Il n'avait pas la moindre idée d'où se trouvait son assaillant, mais il était certain qu'il s'agissait d'un partisan de Voldepute. Il resta immobile, écoutant. Il devait rester. S'il partait, ils s'enfuiraient en sachant qu'il les poursuivrait et il ne les retrouverait jamais.
"Pointe-moi Voldemort," chuchota Harry. Sa baguette tournoya avant d'indiquer la gauche d'Harry. Il se tourna et se dirigea prudemment dans cette direction. Il rendit ses pas et ses vêtements silencieux et se faufila discrètement à travers les buissons et les débris jonchant les bords de la clairière.
Ils virent à travers le sort de Désillusion de l'autre presque simultanément.
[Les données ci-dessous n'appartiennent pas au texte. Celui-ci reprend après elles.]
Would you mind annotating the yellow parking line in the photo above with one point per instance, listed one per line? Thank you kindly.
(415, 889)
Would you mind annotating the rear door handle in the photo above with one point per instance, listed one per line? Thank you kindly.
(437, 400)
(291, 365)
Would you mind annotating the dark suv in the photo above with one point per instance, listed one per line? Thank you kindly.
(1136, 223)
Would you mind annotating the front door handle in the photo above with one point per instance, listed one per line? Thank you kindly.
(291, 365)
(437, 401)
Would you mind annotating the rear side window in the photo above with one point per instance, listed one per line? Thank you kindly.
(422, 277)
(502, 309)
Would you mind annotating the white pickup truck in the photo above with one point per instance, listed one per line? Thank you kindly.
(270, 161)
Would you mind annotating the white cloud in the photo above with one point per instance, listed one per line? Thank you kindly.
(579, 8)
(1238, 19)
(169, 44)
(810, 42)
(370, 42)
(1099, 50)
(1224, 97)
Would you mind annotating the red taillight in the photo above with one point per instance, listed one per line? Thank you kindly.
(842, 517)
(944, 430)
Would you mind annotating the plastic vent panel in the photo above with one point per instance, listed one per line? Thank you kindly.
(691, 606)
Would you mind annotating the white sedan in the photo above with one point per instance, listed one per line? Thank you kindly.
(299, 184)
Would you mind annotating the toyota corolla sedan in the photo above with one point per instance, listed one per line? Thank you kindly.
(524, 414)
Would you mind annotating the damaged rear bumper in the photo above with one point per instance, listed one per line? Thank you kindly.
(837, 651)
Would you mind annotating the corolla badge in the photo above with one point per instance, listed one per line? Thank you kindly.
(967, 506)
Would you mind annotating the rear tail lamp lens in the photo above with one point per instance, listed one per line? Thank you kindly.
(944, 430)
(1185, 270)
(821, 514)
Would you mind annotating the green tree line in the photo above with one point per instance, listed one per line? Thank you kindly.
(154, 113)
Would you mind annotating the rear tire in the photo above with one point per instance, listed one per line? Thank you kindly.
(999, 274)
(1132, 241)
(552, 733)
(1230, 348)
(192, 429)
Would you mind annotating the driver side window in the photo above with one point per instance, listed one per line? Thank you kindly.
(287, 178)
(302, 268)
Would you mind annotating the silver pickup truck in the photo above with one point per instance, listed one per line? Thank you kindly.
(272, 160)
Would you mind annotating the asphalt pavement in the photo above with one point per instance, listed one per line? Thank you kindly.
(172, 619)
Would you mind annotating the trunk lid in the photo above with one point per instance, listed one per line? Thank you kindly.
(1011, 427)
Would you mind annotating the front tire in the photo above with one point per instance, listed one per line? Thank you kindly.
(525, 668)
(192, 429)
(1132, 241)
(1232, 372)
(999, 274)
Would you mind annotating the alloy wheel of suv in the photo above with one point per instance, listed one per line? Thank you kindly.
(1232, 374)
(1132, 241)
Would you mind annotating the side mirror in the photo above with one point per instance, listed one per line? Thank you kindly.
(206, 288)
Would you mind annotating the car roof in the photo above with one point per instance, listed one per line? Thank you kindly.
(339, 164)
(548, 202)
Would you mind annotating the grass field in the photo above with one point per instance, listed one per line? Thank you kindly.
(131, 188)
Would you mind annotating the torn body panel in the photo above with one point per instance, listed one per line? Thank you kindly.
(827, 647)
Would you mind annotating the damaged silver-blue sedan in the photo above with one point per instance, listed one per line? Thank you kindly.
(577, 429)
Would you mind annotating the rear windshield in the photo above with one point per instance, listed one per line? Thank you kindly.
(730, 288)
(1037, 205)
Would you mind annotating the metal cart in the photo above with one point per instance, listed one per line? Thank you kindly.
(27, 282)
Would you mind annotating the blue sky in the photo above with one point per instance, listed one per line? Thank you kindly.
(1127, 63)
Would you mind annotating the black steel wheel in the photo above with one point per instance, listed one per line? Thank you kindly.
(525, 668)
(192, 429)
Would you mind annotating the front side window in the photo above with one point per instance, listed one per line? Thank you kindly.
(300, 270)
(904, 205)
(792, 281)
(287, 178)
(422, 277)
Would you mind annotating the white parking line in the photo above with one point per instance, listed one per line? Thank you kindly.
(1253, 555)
C'était Yaxley ! Il avait dû survivre et fuir, pensant que retrouver son maître était sa seule chance de survivre à celui qui massacrait les anciens Mangemorts.
Tous deux lancèrent des attaques vicieuses. Harry envoyait des Reductos et des Bloclangs en un flot presque continu, esquivant les sorts venant de Yaxley plutôt que d'utiliser un bouclier. Yaxley favorisait les Diffindo, Defodio, Crucio, Expulso et d'autres maléfices Obscurs. Aucun des deux ne semblait prendre l'avantage. Soudain, quelque chose frappa Harry sur le côté. Ce fut comme si tout l'intérieur de son crâne avait pris feu. Ce n'était pas un Crucio, néanmoins. Sa tête semblait sur le point de se fendre en deux. Quoi qu'il regardât, il voyait en double. Yaxley pressa son avantage, incantant encore plus vite. Harry lança un Protego pour essayer de récupérer, se jetant en arrière désespérément pour essayer d'éviter ce qu'un autre Mangemort avait dû lui lancer. Cela ne marcha pas. Il trébucha sur une branche qu'il pensait plus loin sur sa gauche et, alors qu'il tombait, il vit un autre sort venir sur le côté. Il cria la phrase d'activation de son portoloin d'urgence juste au moment où le sort le toucha.
Le coin des mots et expressions :
« Blackbouler »
C'est un mot que j'ai trouvé par pur hasard en cherchant la traduction d'un terme anglais de ce chapitre.
Vient de l'anglais "black" (« noir »), et de "boule". Ce mot vient probablement de la franc-maçonnerie. Lors de l'initiation d'un profane en franc-maçonnerie, les membres votent pour ou contre son admission à l'aide de boules blanches (pour) ou noires (contre). Il faut au profane plus de boules blanches que de boules noires pour être accepté, une boule noire valant souvent plusieurs boules blanches. Se faire blackbouler, c'est obtenir plus de boules noires que de boules blanches, plus de votes contre que de votes pour, et donc, se voir refuser l'entrée en franc-maçonnerie.